Further progression and timelines
Several procedural milestones lie ahead before the new payments regime formally comes into force. The remaining steps follow a standard EU legislative arc, although the regime does include specific transitional windows.
The next step will be for the compromise texts to be formally adopted by both the European Parliament and the Council of the EU. Given that political agreement was reached in late 2025, formal adoption is expected during 2026.
Once signed by the presidents of the Parliament and the Council, the final acts will be published in the Official Journal of the European Union.
The PSR will enter into force on the 20th day following its publication and most provisions will start to apply 21 months after this, although some of the more complex requirements, including those relating to VoP, have a longer lead time of 27 months.
Member states will have 21 months from the date of publication to transpose PSD3 into local law.
Immediate steps for regulated firms
Given that the compromise texts appear to be much as expected, regulated firms should already be well on the way to preparing for the implementation of the new regime.
Now is the time for relevant departments within PSPs, EMIs and other affected organisations to familiarise themselves with the details of the latest drafts and ensure they have everything they need in place.
Compliance teams should make sure they have mapped their existing fraud monitoring and IBAN-name matching capabilities against the new PSR requirements to identify technical gaps.
They must also review the updated authorisation requirements, including winding-up plans that include the return of safeguarded funds, to ensure they are ready for the re-authorisation window, which should open approximately 21 months after the directive’s entry into force.

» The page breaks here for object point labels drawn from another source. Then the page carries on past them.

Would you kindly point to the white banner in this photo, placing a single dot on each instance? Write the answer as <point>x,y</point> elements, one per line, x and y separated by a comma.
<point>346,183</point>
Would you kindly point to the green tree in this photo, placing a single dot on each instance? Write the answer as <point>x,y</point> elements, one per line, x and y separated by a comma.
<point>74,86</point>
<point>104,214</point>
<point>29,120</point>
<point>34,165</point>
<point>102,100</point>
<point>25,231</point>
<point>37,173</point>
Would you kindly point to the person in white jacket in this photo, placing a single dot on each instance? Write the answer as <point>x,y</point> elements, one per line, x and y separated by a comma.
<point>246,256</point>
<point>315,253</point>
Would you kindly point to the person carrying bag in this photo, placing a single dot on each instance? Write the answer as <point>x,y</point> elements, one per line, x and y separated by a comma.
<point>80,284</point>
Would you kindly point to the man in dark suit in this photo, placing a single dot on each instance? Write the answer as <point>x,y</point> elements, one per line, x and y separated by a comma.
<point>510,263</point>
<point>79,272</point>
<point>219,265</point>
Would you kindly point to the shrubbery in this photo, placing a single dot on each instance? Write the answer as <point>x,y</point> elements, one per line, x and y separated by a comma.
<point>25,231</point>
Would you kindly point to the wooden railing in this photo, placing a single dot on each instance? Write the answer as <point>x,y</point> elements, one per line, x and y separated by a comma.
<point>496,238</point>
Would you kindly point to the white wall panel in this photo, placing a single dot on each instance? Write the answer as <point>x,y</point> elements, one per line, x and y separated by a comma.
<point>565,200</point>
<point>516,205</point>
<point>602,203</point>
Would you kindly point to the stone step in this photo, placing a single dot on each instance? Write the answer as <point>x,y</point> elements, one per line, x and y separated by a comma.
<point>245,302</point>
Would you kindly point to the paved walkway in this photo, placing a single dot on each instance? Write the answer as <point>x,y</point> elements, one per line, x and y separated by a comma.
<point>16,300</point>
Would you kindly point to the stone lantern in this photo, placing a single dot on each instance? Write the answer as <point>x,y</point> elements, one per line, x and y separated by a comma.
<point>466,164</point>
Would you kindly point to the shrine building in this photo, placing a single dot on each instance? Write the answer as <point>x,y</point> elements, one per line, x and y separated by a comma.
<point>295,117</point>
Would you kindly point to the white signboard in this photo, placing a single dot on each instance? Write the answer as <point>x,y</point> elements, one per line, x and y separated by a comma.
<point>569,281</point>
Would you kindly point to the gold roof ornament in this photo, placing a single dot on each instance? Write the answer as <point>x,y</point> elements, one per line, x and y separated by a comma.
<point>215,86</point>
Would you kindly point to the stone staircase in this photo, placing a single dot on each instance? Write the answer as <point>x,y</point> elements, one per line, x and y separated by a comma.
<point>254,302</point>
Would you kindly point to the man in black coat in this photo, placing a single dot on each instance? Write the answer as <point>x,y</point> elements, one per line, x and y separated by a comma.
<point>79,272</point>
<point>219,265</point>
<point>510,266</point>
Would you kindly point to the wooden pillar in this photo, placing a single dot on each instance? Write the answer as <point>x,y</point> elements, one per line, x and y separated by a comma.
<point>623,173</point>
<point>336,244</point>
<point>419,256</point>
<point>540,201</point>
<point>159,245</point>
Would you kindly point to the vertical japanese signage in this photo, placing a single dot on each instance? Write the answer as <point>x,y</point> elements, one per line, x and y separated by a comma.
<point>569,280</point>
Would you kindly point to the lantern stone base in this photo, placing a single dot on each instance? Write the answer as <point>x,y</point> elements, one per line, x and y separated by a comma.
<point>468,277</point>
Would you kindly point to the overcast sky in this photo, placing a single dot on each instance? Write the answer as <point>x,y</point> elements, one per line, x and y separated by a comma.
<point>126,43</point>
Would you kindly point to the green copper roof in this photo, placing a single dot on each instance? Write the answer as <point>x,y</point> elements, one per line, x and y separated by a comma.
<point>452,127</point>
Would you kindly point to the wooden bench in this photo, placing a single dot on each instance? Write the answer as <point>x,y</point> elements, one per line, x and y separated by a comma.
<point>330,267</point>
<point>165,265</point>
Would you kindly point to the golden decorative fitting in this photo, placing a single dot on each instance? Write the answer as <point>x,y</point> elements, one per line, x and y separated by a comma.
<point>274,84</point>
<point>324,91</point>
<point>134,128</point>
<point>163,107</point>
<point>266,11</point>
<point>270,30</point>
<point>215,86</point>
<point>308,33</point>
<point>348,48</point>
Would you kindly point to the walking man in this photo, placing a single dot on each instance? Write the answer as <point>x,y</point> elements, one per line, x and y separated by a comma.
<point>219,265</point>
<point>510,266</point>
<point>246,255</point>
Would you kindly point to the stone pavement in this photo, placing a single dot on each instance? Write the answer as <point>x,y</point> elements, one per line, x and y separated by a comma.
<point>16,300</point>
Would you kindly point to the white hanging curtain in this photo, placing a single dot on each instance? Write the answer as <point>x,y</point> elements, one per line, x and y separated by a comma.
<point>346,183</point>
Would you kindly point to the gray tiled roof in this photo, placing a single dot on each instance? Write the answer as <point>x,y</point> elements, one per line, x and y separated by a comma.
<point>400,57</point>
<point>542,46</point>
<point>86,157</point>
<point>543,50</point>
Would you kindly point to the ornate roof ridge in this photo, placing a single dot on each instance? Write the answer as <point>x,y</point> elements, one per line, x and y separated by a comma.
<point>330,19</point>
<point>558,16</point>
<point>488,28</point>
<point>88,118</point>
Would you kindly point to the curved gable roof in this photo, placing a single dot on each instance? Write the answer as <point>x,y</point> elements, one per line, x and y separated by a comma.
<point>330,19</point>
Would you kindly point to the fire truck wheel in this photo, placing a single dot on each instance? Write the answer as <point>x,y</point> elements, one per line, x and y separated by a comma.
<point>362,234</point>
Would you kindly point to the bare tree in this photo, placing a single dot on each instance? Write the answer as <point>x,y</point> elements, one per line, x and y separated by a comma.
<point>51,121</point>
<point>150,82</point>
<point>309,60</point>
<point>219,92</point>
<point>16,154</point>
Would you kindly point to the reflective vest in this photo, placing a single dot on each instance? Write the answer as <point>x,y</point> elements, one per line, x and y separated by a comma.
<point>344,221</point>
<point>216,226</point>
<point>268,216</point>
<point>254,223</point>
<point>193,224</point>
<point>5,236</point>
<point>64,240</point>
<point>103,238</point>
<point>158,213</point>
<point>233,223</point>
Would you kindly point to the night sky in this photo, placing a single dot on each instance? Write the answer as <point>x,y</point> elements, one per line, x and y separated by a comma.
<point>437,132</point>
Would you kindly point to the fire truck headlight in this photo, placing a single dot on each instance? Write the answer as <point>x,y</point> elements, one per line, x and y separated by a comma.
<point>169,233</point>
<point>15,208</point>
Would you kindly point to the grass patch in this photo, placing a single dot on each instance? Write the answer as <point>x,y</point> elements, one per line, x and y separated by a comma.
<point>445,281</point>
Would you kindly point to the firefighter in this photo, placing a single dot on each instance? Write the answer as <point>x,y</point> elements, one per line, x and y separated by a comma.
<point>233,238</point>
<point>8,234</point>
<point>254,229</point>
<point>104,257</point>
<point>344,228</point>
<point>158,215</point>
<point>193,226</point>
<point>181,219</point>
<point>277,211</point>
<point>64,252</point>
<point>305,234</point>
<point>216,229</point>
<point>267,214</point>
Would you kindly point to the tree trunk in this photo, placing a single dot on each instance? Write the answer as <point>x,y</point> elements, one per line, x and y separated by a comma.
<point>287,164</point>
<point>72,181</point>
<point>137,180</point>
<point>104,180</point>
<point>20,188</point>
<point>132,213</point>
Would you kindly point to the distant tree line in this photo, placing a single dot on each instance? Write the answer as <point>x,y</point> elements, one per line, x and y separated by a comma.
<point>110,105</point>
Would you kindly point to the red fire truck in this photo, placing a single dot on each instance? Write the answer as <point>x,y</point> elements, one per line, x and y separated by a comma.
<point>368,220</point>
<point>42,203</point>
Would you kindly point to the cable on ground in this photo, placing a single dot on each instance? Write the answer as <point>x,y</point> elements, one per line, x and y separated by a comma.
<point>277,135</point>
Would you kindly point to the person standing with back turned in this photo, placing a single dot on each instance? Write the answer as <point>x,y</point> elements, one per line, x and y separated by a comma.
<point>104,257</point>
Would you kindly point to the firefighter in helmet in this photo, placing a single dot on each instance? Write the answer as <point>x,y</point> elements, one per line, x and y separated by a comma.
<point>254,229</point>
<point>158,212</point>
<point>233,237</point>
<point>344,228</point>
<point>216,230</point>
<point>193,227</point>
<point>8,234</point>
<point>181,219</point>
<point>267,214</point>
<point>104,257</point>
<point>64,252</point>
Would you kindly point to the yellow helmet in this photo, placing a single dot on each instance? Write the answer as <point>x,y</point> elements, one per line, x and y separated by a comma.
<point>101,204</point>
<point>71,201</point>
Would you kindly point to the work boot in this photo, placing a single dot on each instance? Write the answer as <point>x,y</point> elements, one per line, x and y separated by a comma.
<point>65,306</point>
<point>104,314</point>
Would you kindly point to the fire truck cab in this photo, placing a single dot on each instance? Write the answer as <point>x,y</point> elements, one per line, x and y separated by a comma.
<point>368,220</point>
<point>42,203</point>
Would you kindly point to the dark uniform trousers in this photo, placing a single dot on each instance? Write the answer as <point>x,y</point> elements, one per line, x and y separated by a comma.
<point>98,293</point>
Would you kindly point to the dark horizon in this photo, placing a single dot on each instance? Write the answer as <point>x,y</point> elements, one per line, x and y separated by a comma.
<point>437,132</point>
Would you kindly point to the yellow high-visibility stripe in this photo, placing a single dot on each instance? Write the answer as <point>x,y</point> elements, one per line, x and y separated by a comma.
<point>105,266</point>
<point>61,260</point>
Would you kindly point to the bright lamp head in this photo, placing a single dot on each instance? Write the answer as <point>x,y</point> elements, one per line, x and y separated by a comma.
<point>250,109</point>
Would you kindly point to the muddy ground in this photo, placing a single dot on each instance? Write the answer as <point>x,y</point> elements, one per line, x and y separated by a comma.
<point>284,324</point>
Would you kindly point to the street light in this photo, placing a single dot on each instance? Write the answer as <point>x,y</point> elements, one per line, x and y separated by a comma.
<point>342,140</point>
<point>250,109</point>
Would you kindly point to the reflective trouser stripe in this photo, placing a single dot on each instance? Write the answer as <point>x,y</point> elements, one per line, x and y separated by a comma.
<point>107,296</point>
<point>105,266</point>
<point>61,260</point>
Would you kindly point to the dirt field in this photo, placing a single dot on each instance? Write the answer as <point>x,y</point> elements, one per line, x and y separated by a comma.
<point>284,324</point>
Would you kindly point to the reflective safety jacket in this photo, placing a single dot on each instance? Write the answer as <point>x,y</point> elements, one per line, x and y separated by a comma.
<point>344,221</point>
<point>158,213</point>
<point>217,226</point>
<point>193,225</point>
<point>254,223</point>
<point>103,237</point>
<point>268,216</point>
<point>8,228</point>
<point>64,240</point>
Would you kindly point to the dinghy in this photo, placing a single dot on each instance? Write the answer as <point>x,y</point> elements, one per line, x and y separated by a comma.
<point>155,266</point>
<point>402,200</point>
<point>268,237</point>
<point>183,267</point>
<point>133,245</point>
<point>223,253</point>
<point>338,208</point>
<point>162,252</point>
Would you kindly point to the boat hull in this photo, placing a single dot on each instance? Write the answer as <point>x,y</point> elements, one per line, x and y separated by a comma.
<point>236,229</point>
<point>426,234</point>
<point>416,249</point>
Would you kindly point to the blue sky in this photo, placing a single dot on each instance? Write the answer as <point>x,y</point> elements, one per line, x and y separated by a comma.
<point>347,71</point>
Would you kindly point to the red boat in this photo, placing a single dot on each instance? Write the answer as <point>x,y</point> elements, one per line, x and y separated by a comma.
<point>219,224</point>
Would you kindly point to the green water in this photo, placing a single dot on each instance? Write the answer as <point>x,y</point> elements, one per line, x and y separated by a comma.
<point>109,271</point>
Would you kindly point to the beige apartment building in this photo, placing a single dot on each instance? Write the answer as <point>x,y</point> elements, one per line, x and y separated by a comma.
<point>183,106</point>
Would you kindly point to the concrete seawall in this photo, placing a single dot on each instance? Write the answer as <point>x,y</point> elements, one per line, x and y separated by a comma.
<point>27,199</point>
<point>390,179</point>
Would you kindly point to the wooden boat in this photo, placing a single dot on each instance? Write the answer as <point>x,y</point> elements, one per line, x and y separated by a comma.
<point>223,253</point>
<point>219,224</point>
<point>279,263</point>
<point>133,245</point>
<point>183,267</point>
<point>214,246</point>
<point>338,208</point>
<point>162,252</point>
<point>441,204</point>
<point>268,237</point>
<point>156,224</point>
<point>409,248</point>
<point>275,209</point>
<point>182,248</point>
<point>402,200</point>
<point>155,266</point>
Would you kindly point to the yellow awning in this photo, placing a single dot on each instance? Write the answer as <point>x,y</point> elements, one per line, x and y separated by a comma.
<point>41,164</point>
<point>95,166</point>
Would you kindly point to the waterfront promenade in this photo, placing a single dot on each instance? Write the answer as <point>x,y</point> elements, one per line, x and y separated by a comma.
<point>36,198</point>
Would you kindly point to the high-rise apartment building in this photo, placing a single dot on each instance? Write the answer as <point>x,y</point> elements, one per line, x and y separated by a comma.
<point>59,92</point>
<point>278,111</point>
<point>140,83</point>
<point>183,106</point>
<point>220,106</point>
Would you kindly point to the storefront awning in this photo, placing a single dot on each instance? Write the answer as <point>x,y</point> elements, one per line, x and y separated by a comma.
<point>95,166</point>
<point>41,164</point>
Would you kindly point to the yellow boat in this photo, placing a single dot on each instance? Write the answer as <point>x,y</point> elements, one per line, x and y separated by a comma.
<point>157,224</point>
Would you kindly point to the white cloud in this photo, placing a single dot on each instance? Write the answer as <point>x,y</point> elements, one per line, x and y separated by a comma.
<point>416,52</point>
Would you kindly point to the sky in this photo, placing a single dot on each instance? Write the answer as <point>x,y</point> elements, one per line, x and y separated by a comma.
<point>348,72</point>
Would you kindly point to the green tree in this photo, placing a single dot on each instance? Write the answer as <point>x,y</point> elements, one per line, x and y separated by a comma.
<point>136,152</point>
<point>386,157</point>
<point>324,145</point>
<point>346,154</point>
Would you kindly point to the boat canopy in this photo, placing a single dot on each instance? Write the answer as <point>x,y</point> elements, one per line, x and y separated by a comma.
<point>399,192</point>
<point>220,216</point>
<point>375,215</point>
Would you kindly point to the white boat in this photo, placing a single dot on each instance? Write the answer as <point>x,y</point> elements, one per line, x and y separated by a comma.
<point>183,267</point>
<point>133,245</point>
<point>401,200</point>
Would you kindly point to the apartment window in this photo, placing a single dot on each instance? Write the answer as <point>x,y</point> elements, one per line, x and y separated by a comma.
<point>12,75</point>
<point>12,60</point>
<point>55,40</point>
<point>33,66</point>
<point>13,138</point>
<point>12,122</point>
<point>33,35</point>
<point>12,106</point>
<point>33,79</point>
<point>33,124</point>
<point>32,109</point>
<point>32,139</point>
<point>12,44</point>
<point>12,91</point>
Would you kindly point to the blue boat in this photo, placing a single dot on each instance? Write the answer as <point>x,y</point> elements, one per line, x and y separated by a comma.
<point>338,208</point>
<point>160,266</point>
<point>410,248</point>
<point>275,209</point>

In addition, firms should engage with the European Banking Authority (EBA), which is responsible for creating a significant body of secondary legislation. It must develop more than 40 regulatory technical standards (RTS) on topics such as SCA exemptions, data access interface and safeguarding risk management frameworks, and submit them to the European Commission within one year of the package’s entry into force.
Getting close to the EBA during this period will give firms visibility of the technical granular details in these areas, and may even enable them to influence the development of the RTS.
The new framework is designed to transition the payments industry in the EU from a fragmented, directive-based past to a harmonised, regulation-led future.
This will be a challenge for payments firms, but by prioritising technical agility and cross-sectoral cooperation, PSPs can place themselves in a strong position to compete as the new regime takes effect over the coming years.
That said, as Paylume’s Franklin notes: “Whether consumers ultimately engage more proactively with open banking solutions, or whether authorised push payment fraud materially declines, will depend on factors that sit beyond the direct control of legislators and regulators.”